Bernhard Maaz über Tizians "Zinsgroschen", eine der intelligentesten Bildfindungen der Renaissance

"Die Sixtinische Madonna - Raffaels Kultbild wird 500!": Die DNN - Partner der großen Jubiläumsausstellung vom 26. Mai bis 26. August 2012 in der Dresdner Gemäldegalerie Alte Meister, Semperbau am Zwinger - begleiten dieses Ereignis mit einer Artikelserie aus der Feder von Direktor Bernhard Maaz, in der er Meisterwerke seiner Galerie vorstellt.
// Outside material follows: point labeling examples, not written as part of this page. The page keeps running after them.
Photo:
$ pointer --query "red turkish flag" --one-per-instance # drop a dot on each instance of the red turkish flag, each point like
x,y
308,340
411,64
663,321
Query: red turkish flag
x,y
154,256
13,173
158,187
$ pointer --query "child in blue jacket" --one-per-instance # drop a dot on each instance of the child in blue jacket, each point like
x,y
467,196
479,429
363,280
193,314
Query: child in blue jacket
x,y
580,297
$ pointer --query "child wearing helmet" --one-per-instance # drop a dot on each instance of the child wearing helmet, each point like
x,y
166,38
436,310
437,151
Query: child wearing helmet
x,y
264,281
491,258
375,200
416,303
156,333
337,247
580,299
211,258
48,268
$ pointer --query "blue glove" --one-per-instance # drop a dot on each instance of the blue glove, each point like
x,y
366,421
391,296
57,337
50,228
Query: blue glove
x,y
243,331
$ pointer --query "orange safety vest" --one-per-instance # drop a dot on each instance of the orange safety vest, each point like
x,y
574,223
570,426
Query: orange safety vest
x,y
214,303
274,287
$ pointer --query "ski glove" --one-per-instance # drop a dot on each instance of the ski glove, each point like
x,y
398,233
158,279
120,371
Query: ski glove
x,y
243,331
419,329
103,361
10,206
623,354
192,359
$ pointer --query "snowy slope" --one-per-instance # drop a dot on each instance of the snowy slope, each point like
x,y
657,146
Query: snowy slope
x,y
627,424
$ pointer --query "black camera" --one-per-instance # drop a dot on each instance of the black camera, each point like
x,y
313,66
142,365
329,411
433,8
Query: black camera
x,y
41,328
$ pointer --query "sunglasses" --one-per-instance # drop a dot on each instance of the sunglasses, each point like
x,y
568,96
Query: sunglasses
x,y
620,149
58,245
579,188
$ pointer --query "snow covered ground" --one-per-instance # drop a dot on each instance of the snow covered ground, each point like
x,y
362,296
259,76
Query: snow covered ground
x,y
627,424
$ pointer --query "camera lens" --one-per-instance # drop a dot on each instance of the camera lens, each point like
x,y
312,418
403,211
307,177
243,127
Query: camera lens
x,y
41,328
"Die Sixtinische Madonna - Raffaels Kultbild wird 500!": Die DNN - Partner der großen Jubiläumsausstellung vom 26. Mai bis 26. August 2012 in der Dresdner Gemäldegalerie Alte Meister, Semperbau am Zwinger - begleiten dieses Ereignis mit einer Artikelserie aus der Feder von Direktor Bernhard Maaz, in der er Meisterwerke seiner Galerie vorstellt. Heute: Tizians (eigentlich Tiziano Vecellio) "Der Zinsgroschen", um 1516.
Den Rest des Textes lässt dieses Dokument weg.